Andrea Romano
Doorkijkje
Le doorkijkje, cet artifice dont usaient les maîtres flamands comme Nicolas Maes, Pieter de Hooch ou, plus sporadiquement, Vermeer, pour articuler des récits complexes dans l’espace plan de la toile et mettre l’accent sur le point focal de la scène dépeinte situé au-delà de l’espace représenté au premier plan — dans une enfilade de salles, un corridor, ou autre — joue pour Andrea Romano le rôle de métaphore de la vision: nous ne voyons en effet qu’au travers de notre expérience personnelle, de nos ressentis et de notre culture.
Les pièces réunies sous le nom générique d’Highlight (depuis 2011) font office de marqueurs temporels dans un continuum de recherche qui se focalise sur la question de l’innovation. Que peut bien signifier le progrès appliqué à l’art? Ce qui est nouveau est-il par essence meilleur? Pensées à partir de matériaux novateurs, ces sculptures se donnent, selon les termes de l’artiste, comme l’intersection de systèmes technologique et esthétique, incarnant dans ces matières et techniques de pointe des formes plaisantes à l’œil, en faisant des objets sans usage mais possiblement sujets à l’obsolescence.
Vanités technologiques, les toutes nouvelles occurrences de la série allient ardoise et fibre de verre en un matériau composite qui permet à la feuille d’ardoise d’obtenir une flexibilité surnaturelle.
Fur (Highlight 2015) et Alps Lime (Highlight 2015) endossent la forme tautologique du ruban de Möbius, évoquant ainsi aisément la continuité, la continuation, l’éternelle persistance autant que la circularité qui font de l’idée de progrès un idéal autant qu’un mythe. Courbée, coupée, collée, cousue, l’ardoise du troisième millénaire se joue de cette nouvelle malléabilité pour dire la légèreté et la finesse convoitées par le travail des orfèvres.
Cocoons (Highlight 2015) a la préciosité d’un bijou et l’étrangeté de ses dimensions inhabituelles — ses imposantes «perles» à l’aura géologique, parées de pigments nacrés, l’épaisse corde noire qui les relie — semble raconter une provenance énigmatique. De fait, les cinq sortes différentes d’ardoise qui le constituent sont issues de divers endroits du monde. Mais, moins prosaïquement, c’est aussi à une dimension extra humaine que les Cocoons renvoient: bien que leur facture semble relever d’une sorte d’artisanat, ils conservent un certain mystère.

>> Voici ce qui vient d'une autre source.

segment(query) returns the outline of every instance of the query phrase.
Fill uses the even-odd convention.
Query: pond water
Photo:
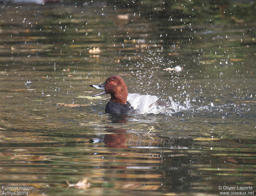
[[[0,3],[2,195],[256,191],[256,5],[244,1]],[[89,85],[113,75],[169,110],[105,113],[109,95]]]

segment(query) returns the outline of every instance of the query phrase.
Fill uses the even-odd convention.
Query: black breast
[[[110,101],[107,104],[105,112],[109,114],[135,114],[135,111],[129,103],[125,104],[120,104]]]

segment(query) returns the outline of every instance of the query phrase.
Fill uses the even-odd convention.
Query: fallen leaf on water
[[[243,59],[232,59],[231,58],[230,60],[232,61],[243,61]]]
[[[129,19],[129,16],[128,14],[124,14],[124,15],[120,14],[117,16],[117,18],[118,19],[121,20],[128,20]]]
[[[88,182],[87,178],[84,178],[82,180],[80,180],[77,183],[71,184],[68,180],[66,180],[67,184],[69,186],[73,186],[75,188],[76,188],[79,189],[83,189],[85,190],[87,188],[91,186],[91,184],[90,182]]]
[[[100,96],[97,97],[92,97],[91,96],[78,96],[76,98],[84,98],[88,99],[99,99],[101,98]]]
[[[59,106],[66,106],[66,107],[80,107],[80,106],[88,106],[89,105],[81,105],[80,104],[67,104],[65,103],[61,103],[57,104],[57,105]]]
[[[216,140],[220,140],[220,139],[217,138],[204,138],[203,137],[199,137],[193,139],[193,140],[195,141],[215,141]]]
[[[36,91],[36,89],[11,89],[12,91]]]
[[[93,49],[89,50],[89,53],[90,54],[99,54],[101,52],[101,51],[99,47],[96,48],[94,47]]]
[[[164,71],[174,71],[176,72],[179,72],[179,71],[182,71],[182,69],[183,69],[183,68],[181,68],[180,66],[177,65],[174,68],[171,67],[168,67],[168,68],[164,69],[163,70]]]
[[[177,55],[178,54],[177,53],[174,52],[173,53],[168,53],[168,55]]]

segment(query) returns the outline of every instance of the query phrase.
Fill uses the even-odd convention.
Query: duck
[[[122,78],[114,75],[102,84],[90,86],[104,91],[92,97],[110,94],[110,100],[105,108],[106,113],[132,115],[157,114],[161,113],[161,100],[156,96],[128,93],[127,86]]]

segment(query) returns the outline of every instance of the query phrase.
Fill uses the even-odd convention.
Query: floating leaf
[[[101,51],[99,47],[97,48],[93,47],[93,49],[89,50],[89,53],[90,54],[99,54],[101,52]]]
[[[129,16],[128,14],[125,14],[124,15],[119,15],[117,16],[117,18],[118,19],[121,20],[128,20],[129,19]]]
[[[88,106],[89,105],[81,105],[80,104],[67,104],[65,103],[61,103],[57,104],[57,105],[59,106],[66,106],[66,107],[80,107],[80,106]]]
[[[217,138],[204,138],[203,137],[198,137],[194,138],[193,140],[195,141],[215,141],[216,140],[220,140],[220,139]]]
[[[69,183],[68,180],[66,181],[66,182],[69,186],[73,186],[79,189],[83,190],[87,189],[87,188],[89,187],[91,185],[91,184],[90,182],[88,182],[87,178],[86,178],[83,179],[76,183],[71,184]]]
[[[88,99],[99,99],[101,98],[100,96],[98,97],[92,97],[91,96],[78,96],[76,97],[76,98],[84,98]]]

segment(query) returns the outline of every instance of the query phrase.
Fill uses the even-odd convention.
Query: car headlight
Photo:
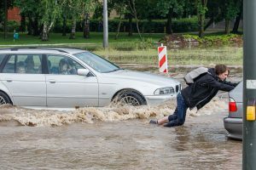
[[[154,91],[154,95],[164,95],[174,94],[174,88],[172,87],[158,88]]]

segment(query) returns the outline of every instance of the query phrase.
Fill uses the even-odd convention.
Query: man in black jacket
[[[226,82],[230,70],[224,65],[217,65],[208,72],[195,80],[177,95],[177,107],[172,115],[160,120],[150,120],[149,123],[175,127],[184,124],[187,109],[202,108],[217,94],[218,90],[230,92],[237,83]]]

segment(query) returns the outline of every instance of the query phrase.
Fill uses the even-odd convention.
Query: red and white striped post
[[[168,73],[167,50],[166,46],[163,46],[162,43],[158,47],[158,60],[160,72]]]

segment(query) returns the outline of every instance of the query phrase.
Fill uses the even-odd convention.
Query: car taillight
[[[232,98],[230,98],[229,110],[230,112],[234,112],[237,110],[236,101]]]

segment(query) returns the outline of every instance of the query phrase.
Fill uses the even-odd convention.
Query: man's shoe
[[[150,124],[158,124],[157,121],[155,121],[155,120],[150,120],[149,123]]]

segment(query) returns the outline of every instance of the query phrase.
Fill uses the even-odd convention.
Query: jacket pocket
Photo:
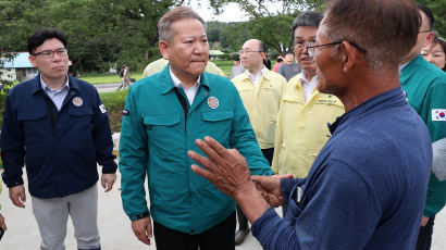
[[[234,120],[233,111],[211,111],[201,113],[203,124],[201,126],[202,136],[211,136],[227,147],[231,137],[232,124]]]
[[[22,113],[17,114],[18,121],[37,121],[44,118],[46,115],[45,112],[33,112],[33,113]]]
[[[148,126],[173,126],[179,123],[178,114],[159,114],[144,117],[144,124]]]
[[[179,114],[148,115],[143,122],[151,146],[160,150],[174,150],[177,147],[181,149],[184,146],[182,141],[185,138],[185,128],[181,127]]]
[[[69,108],[69,114],[73,116],[84,116],[84,115],[92,115],[94,111],[91,109],[88,109],[87,107],[83,108],[76,108],[76,109],[71,109]]]

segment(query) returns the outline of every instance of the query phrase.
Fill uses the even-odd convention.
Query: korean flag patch
[[[446,122],[446,109],[432,109],[433,122]]]
[[[102,114],[107,112],[106,107],[103,104],[100,104],[99,109],[101,110]]]

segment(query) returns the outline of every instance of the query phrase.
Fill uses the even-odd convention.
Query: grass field
[[[212,61],[212,62],[215,63],[216,66],[222,68],[226,76],[231,75],[231,68],[233,66],[233,61],[230,60],[230,61]],[[136,80],[143,78],[143,71],[136,71],[136,72],[131,71],[131,77],[135,78]],[[121,77],[117,74],[111,75],[109,73],[103,73],[103,74],[85,73],[84,75],[77,78],[88,82],[90,84],[121,83]]]

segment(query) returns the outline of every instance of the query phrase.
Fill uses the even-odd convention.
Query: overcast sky
[[[240,22],[248,21],[248,17],[239,10],[237,4],[228,4],[224,8],[224,12],[220,15],[214,15],[212,10],[208,9],[209,0],[201,0],[201,5],[198,5],[196,0],[190,1],[190,8],[193,8],[203,20],[205,22],[209,21],[219,21],[219,22]]]

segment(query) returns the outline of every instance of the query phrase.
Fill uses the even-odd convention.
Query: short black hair
[[[260,45],[259,45],[260,52],[267,52],[267,48],[264,46],[264,42],[262,40],[259,40],[259,41],[260,41]]]
[[[426,7],[424,4],[421,4],[421,3],[418,4],[418,9],[420,11],[422,11],[425,14],[425,16],[428,17],[428,20],[429,20],[429,30],[432,32],[432,29],[434,28],[435,17],[434,17],[434,14],[432,14],[431,9],[429,9],[429,7]]]
[[[29,36],[27,43],[26,43],[26,48],[29,52],[29,54],[34,53],[34,50],[41,46],[46,40],[51,39],[51,38],[55,38],[58,40],[60,40],[63,46],[66,48],[66,36],[62,33],[60,33],[58,29],[55,28],[42,28],[42,29],[38,29],[35,33],[33,33],[33,35]]]

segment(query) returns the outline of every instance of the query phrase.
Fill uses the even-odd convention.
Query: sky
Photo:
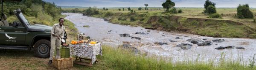
[[[93,7],[98,8],[115,7],[162,7],[166,0],[43,0],[54,2],[58,6]],[[175,7],[204,7],[206,0],[172,0]],[[210,0],[221,7],[237,7],[239,4],[248,3],[251,8],[256,8],[256,0]]]

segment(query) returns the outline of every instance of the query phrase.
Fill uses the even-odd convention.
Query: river
[[[238,57],[244,61],[256,54],[256,39],[249,38],[227,38],[201,36],[182,33],[168,32],[157,30],[148,30],[140,27],[134,27],[110,23],[103,19],[82,16],[80,13],[62,13],[67,15],[65,19],[73,22],[80,32],[85,34],[92,39],[100,41],[104,43],[108,43],[115,46],[129,42],[132,47],[136,48],[141,52],[145,52],[149,55],[159,55],[169,57],[172,60],[218,60],[221,54],[225,55],[225,58],[237,59]],[[90,27],[83,27],[88,25]],[[150,30],[150,31],[148,31]],[[137,34],[137,32],[144,32],[145,34]],[[123,37],[119,35],[124,33],[129,35],[139,37],[141,39]],[[179,37],[180,39],[175,38]],[[186,40],[191,38],[211,41],[212,43],[209,46],[198,46]],[[224,39],[222,43],[215,43],[214,39]],[[175,42],[171,42],[170,40]],[[176,42],[175,42],[176,41]],[[168,45],[160,45],[156,42],[166,43]],[[192,45],[191,48],[184,50],[176,47],[177,45],[187,43]],[[235,47],[243,47],[245,49],[224,49],[217,50],[215,48],[222,46],[234,46]],[[243,61],[244,62],[244,61]]]

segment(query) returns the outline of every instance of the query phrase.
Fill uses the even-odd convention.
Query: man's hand
[[[60,38],[61,37],[60,37],[60,36],[57,36],[57,38],[58,38],[58,39],[60,39]]]
[[[55,36],[55,34],[52,34],[52,35],[53,36]]]

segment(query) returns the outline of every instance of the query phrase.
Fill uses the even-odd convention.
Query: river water
[[[201,36],[191,34],[167,32],[151,30],[140,27],[134,27],[110,23],[103,19],[82,16],[80,13],[62,13],[67,15],[65,19],[73,22],[80,32],[85,34],[92,39],[99,40],[104,43],[116,46],[123,43],[129,42],[132,47],[136,48],[141,52],[146,52],[149,55],[158,55],[171,58],[172,60],[212,60],[218,61],[223,54],[225,58],[237,59],[239,57],[243,62],[248,62],[254,54],[256,54],[256,39],[248,38],[218,38]],[[83,27],[89,25],[90,27]],[[150,30],[150,32],[148,32]],[[136,32],[145,34],[135,34]],[[139,37],[140,40],[131,37],[121,37],[119,35],[129,34],[132,37]],[[180,39],[176,39],[179,37]],[[199,46],[186,41],[191,38],[207,39],[212,44],[209,46]],[[222,43],[212,41],[214,39],[224,39]],[[170,40],[177,42],[171,42]],[[156,42],[164,42],[168,45],[160,45]],[[177,47],[176,45],[187,43],[192,45],[190,49],[183,50]],[[234,46],[243,47],[245,49],[237,48],[217,50],[215,48],[220,46]]]

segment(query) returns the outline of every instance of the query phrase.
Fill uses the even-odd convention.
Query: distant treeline
[[[20,8],[23,14],[27,16],[36,17],[43,16],[46,17],[42,18],[50,17],[52,19],[61,15],[61,8],[57,7],[54,3],[50,3],[42,0],[5,1],[3,3],[3,13],[7,16],[12,15],[13,11],[17,8]]]

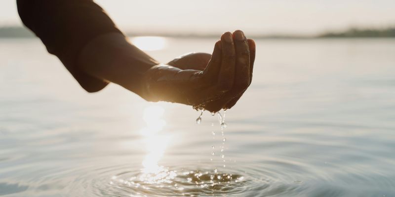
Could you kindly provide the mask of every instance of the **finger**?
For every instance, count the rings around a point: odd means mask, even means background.
[[[255,61],[256,45],[255,42],[252,39],[247,40],[250,50],[250,84],[252,80],[252,71],[254,69],[254,62]]]
[[[247,89],[250,83],[250,52],[247,38],[243,32],[233,33],[236,54],[236,68],[234,94],[238,95]]]
[[[215,43],[211,59],[203,72],[203,75],[209,78],[217,79],[221,69],[221,56],[222,46],[221,40],[219,40]]]
[[[252,80],[252,71],[254,68],[254,62],[255,60],[255,42],[253,40],[251,39],[247,39],[247,42],[248,42],[248,48],[250,50],[250,83],[249,85],[251,85],[251,82]],[[236,97],[236,98],[234,98],[231,101],[230,101],[228,103],[226,104],[225,105],[225,109],[230,109],[236,104],[236,102],[240,99],[240,98],[241,97],[241,96],[244,94],[244,92],[245,92],[245,91],[243,92],[243,93],[240,94],[239,96]]]
[[[236,70],[235,44],[230,32],[222,35],[221,44],[222,53],[217,88],[220,91],[225,92],[230,90],[233,87]]]

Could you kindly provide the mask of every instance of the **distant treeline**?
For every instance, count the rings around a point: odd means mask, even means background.
[[[0,37],[32,37],[34,34],[22,27],[0,27]]]
[[[152,33],[148,32],[127,33],[129,36],[162,36],[177,37],[215,37],[219,33],[206,34],[190,33]],[[352,38],[352,37],[395,37],[395,27],[383,29],[351,28],[343,32],[327,32],[316,36],[300,36],[292,34],[255,34],[250,35],[255,38],[288,38],[309,39],[316,38]],[[0,27],[0,37],[32,37],[34,34],[27,29],[22,27]]]
[[[319,37],[395,37],[395,27],[382,30],[352,28],[346,32],[327,33]]]

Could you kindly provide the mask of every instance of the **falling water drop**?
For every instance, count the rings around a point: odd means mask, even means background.
[[[228,127],[228,125],[226,124],[225,122],[222,122],[221,123],[221,129],[225,129]]]
[[[195,121],[196,124],[198,125],[200,124],[200,122],[201,122],[201,116],[202,115],[203,115],[203,110],[201,110],[201,112],[200,112],[200,115],[198,117],[198,118],[196,119],[196,121]]]

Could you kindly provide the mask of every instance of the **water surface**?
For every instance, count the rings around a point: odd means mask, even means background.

Là encore, l’évidence d’une fonction fait défaut à un objet pourtant relativement familier. Sa fonction étant soustraite à l’objet qui est au centre de la série Cast of Pillow (2013-2015 pour les pièces présentées), nous nous trouvons face à une absurdité belle dans sa déraison. Dans ces images, parfois en noir et blanc, parfois toutes de couleurs revêtues, des bras enlacent, étreignent, des mains caressent et pressent des oreillers et des draps de plâtre moulé ou de mousse polyuréthane expansée.
Le photographe Delfino Sisto Legnani a saisi la sensuelle solitude de ces mouvements presque involontaires à la douceur rendue caduque par la transposition de la volupté creuse de la matière en une rudesse froide.
Les dernières variations de Potsherds & Gaze — dans lesquelles Andrea Romano tente de reproduire, de mémoire, certains aspects de ses expositions précédentes — reprennent cette fois les motifs d’une série de dessins au feutre présentée lors de sa première exposition chez Gaudel de Stampa et tracent désormais dans l’espace les relations entre les hommes et les dinosaures qu’il s’était attaché à étudier dans Untitled (The Flintstones). Dans le même temps, elles prennent en charge la mise en lumière de l’exposition, ajoutant ainsi une énième strate au doorkijkje qu’Andrea Romano réactualise ici en trois dimensions.